Image-Segmentation By Pytorch

This is a simple Fully Connected Neural Network (FCNN) for two class Image Segmentation task.

Pre-Process.py

This file contains the pre-process and how to generate data-loader used in training loop. Due to only one pair of image and ground truth is available, one straightforward idea is cropping the image into smaller size and adding transforms like rotation, flipping,adjusting brightness and contrast to form a data set.

Example

Digraph

Train.py

This file contains the Module class and training loop.

Model Structure

Digraph

Predict.py

This file contain the functions for making predictions.

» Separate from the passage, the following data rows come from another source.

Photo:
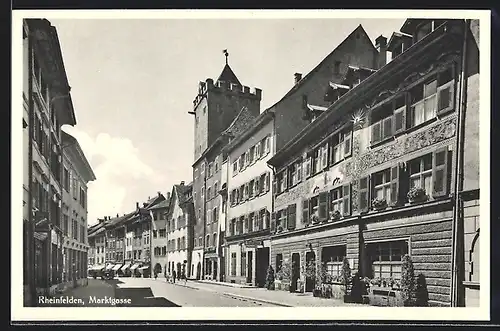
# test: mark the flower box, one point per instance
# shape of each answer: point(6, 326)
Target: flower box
point(379, 204)
point(417, 194)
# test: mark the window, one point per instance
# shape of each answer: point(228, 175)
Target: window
point(386, 258)
point(291, 216)
point(251, 188)
point(279, 262)
point(66, 179)
point(336, 68)
point(251, 155)
point(388, 119)
point(235, 167)
point(340, 146)
point(83, 197)
point(251, 222)
point(333, 257)
point(233, 264)
point(281, 182)
point(281, 217)
point(433, 97)
point(243, 265)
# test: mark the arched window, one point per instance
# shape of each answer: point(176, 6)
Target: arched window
point(474, 259)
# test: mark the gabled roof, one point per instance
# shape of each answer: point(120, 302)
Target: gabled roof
point(359, 29)
point(228, 75)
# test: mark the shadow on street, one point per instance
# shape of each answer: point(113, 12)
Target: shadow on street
point(140, 296)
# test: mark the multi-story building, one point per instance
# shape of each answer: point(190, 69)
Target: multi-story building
point(215, 108)
point(247, 243)
point(76, 173)
point(179, 230)
point(378, 166)
point(159, 239)
point(249, 177)
point(47, 106)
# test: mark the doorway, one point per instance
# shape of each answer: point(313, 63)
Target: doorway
point(311, 266)
point(262, 263)
point(249, 269)
point(295, 271)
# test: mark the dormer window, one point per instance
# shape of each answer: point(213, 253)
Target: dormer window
point(427, 27)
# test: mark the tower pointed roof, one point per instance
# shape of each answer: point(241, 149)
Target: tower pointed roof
point(228, 75)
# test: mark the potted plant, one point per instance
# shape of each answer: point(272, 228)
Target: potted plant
point(408, 284)
point(417, 194)
point(346, 278)
point(379, 204)
point(335, 215)
point(314, 218)
point(270, 278)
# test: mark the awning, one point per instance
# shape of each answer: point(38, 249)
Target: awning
point(117, 266)
point(135, 266)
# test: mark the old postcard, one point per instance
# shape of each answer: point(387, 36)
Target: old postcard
point(239, 165)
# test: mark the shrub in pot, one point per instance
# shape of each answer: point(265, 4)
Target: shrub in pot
point(408, 285)
point(346, 278)
point(379, 204)
point(270, 278)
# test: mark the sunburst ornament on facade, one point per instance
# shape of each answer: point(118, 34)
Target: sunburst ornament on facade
point(358, 118)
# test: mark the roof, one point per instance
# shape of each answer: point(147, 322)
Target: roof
point(228, 75)
point(71, 143)
point(315, 69)
point(352, 97)
point(163, 204)
point(263, 118)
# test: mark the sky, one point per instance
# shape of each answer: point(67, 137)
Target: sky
point(133, 83)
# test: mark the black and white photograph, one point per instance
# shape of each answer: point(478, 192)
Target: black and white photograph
point(318, 164)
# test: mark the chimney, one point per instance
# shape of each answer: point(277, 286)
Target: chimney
point(381, 46)
point(298, 77)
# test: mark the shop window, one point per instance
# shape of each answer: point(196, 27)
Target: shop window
point(340, 146)
point(233, 264)
point(386, 258)
point(279, 262)
point(243, 264)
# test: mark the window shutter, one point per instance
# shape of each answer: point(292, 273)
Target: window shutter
point(285, 178)
point(324, 156)
point(307, 166)
point(440, 172)
point(446, 98)
point(376, 132)
point(305, 211)
point(346, 199)
point(387, 133)
point(268, 182)
point(290, 215)
point(363, 194)
point(299, 171)
point(395, 185)
point(399, 121)
point(348, 144)
point(323, 206)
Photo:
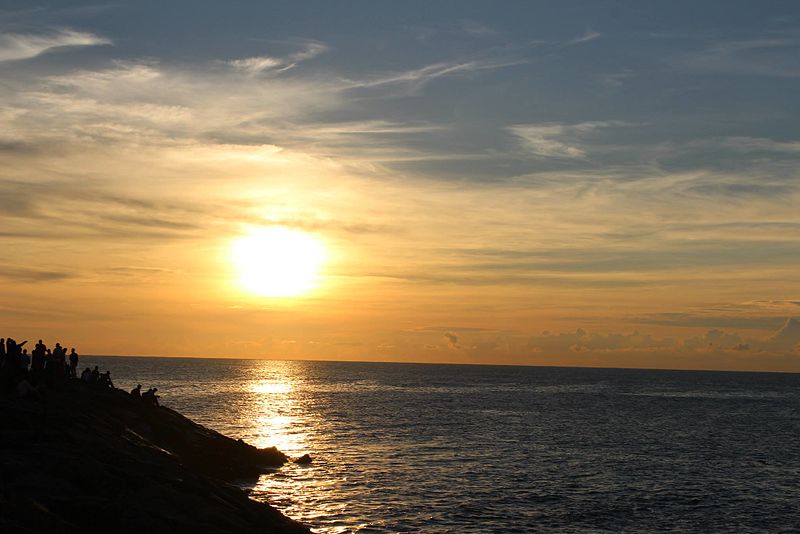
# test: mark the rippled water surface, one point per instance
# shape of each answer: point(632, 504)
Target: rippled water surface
point(453, 448)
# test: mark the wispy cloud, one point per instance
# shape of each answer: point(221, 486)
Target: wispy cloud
point(417, 78)
point(259, 64)
point(771, 57)
point(25, 46)
point(557, 140)
point(587, 36)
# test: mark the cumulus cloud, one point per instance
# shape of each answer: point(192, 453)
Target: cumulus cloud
point(452, 341)
point(25, 46)
point(581, 340)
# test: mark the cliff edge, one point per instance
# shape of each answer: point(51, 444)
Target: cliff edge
point(88, 459)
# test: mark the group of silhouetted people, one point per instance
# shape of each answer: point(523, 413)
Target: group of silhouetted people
point(26, 374)
point(42, 367)
point(148, 397)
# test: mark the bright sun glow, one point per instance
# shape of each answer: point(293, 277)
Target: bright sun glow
point(278, 262)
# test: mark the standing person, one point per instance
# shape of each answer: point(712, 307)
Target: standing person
point(73, 362)
point(37, 361)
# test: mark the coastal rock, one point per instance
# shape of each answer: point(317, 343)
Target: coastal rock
point(83, 459)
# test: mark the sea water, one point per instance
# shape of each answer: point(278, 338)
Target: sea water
point(457, 448)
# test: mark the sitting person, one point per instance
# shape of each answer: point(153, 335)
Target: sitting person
point(105, 380)
point(150, 397)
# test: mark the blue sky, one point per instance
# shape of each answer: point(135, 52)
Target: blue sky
point(532, 165)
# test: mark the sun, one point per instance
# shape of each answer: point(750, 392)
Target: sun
point(278, 262)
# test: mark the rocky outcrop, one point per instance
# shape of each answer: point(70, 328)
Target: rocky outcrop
point(82, 459)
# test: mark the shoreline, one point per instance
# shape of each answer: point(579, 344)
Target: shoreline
point(81, 458)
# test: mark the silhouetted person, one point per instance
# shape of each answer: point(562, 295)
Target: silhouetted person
point(86, 375)
point(73, 363)
point(37, 361)
point(105, 380)
point(150, 397)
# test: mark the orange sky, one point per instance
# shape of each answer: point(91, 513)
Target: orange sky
point(460, 223)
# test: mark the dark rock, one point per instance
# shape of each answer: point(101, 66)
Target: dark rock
point(84, 459)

The strategy is cropping the large predicted RGB image into small sizes and feed them into the trained FCNN. After predicting for every small size image, combine them back into the mask for original image.

Final Result

Final_Result

Parameters.py

This file contain the used parameters for this task

Parameters Values
Batch Size 64
Train Length 500
Input Size (256,256)
maximum epochs 20
Learning rate 0.005
Kernel size at each conv layer [(3,3),(3,3),(3,3),(5,5)]
Padding size at each conv layer [1,1,1,2]
number of input channels at each conv layer [3,16,32,16,2]
Optimizer Adam

Further Improvements

  1. Brightness Problem

    From the comparison between ground truth and predicted mask, we could observe that the roofs with low brightness or dark color is not recognized well. Based on this problem, the transformation of adjusting brightness on data augmentation has been tried. However, the effects are limited. Therefore, more fined augmentation tricks could be applied to overcome this problem or increases the data size.

    Compare

  2. Output all pixels with same value

    During training, it is quite often that the model makes predictions with same-class value among all pixels.

    This is mainly caused by imbalance between two classes. Most of region in given RGB picture is non-roof class. Therefore, at the start of training, the accuracy or performance will increase as long as predicting all the pixels with same value (ie. non-roof class). Afterwards, the model is hard to get rid of this pattern and cause this problem.

    One improvement idea is balancing the ratio between two classes by cropping the RGB images elaborately and make the input data contain larger region of roof class.